Au boulot, je me surprends à me taper la réception des marchandises en faisant jouer les accords fiévreux de la guitare de David Gilmour ou encore celles de Jimmy Page. Des collègues, gars ou filles, tous beaucoup plus jeunes, passent et repassent dans l’aire d’entreposage où je me suis barricadé pour effectuer mon travail. Ils froncent les sourcils, hochent la tête et passent leur tour. Ils sont déstabilisés.

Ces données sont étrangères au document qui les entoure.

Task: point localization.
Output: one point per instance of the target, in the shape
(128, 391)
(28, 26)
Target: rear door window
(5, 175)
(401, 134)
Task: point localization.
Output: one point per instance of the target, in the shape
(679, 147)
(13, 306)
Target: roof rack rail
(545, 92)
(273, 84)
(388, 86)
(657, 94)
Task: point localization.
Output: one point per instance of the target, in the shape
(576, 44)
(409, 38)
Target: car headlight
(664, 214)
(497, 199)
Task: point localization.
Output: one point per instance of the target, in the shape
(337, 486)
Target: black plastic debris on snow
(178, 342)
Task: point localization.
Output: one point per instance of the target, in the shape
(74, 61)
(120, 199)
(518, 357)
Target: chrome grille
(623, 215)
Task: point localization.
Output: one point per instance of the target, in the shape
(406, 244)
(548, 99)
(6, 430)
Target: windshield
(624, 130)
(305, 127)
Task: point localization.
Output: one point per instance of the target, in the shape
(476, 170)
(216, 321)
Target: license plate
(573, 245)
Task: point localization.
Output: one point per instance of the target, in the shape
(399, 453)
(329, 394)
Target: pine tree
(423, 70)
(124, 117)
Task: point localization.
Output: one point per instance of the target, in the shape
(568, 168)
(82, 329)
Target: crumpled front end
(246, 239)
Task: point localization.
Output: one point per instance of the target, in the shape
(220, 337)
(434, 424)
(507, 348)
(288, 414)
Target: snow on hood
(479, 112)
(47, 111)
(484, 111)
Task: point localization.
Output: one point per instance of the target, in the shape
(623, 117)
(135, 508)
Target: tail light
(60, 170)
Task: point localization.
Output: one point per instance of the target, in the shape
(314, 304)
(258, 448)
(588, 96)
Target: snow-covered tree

Je reconnais dans leur attitude le même décalage musical qui existait entre nos parents et nous quand cette musique faisait résonner les murs du bungalow familial.
Ça me fait rire.
L’impression d’avoir digéré une musique qui ne fut digeste que pour ceux nés entre 1955 et 1975. Par exemple, comment en effet expliquer ça : http://www.youtube.com/watch?v=c_Rlr0FgSVc à maman ou encore à ce sympathique collègue qui baigne dans le hip-hop depuis sa tendre enfance? Par où commencer? Comment aborder la chose? Comment leur expliquer que oui, il s’agit bien là d’une forme musicale qui fut en son temps hautement appréciée, acclamée et je dirais même déifiée par des millions de jeunes adolescents? Comment raconter l’extraordinaire avancée de la musique rock depuis Bill Halley jusqu’à l’explosion de la musique dite «progressive» qui a suivi la sortie de l’album Sgt Pepper’s Lonely Hearts Club Band des Beatles en 1967? D’ailleurs, comment simplement expliquer l’extraordinaire distance qui puisse exister entre She Love’s You de 1964 et I Want You de 1969 toutes deux chantées par les mêmes Beatles avec seulement cinq ans d’écart? Mais de voir ces gueules, ça me fait rire.
Sam (c’est le nom de mon jeune collègue) est entré dans le back store précisément à la 5e min 30sec de ce morceau http://www.youtube.com/watch?v=tcRYdVlGXNQ Il est resté là silencieux, figé comme un poteau de téléphone, son regard de merlan frit fixé sur mon cellulaire qui crachait cette musique. Il ne comprenait pas. Ça n’entrait tout simplement pas dans sa tête. Et encore moins quand les bêlements de moutons (vers 6min 20) ont embarqué dans la chanson suivie de ces espèces d’incantations lugubres. Là ouais, il a totalement décroché. Et moi j’ai encore ri quand il a commenté.
- Man, ta musique est trop fuckée pour moi.
«Ma musique», elle est vieille pourtant. Plus vieille que lui. Comment peut-il la juger «fuckée» alors que ce serait en toute logique à moi de trouver la sienne fuckée? Comment peut-il être à ce point en décalage avec ce qui a précédé sa propre musique?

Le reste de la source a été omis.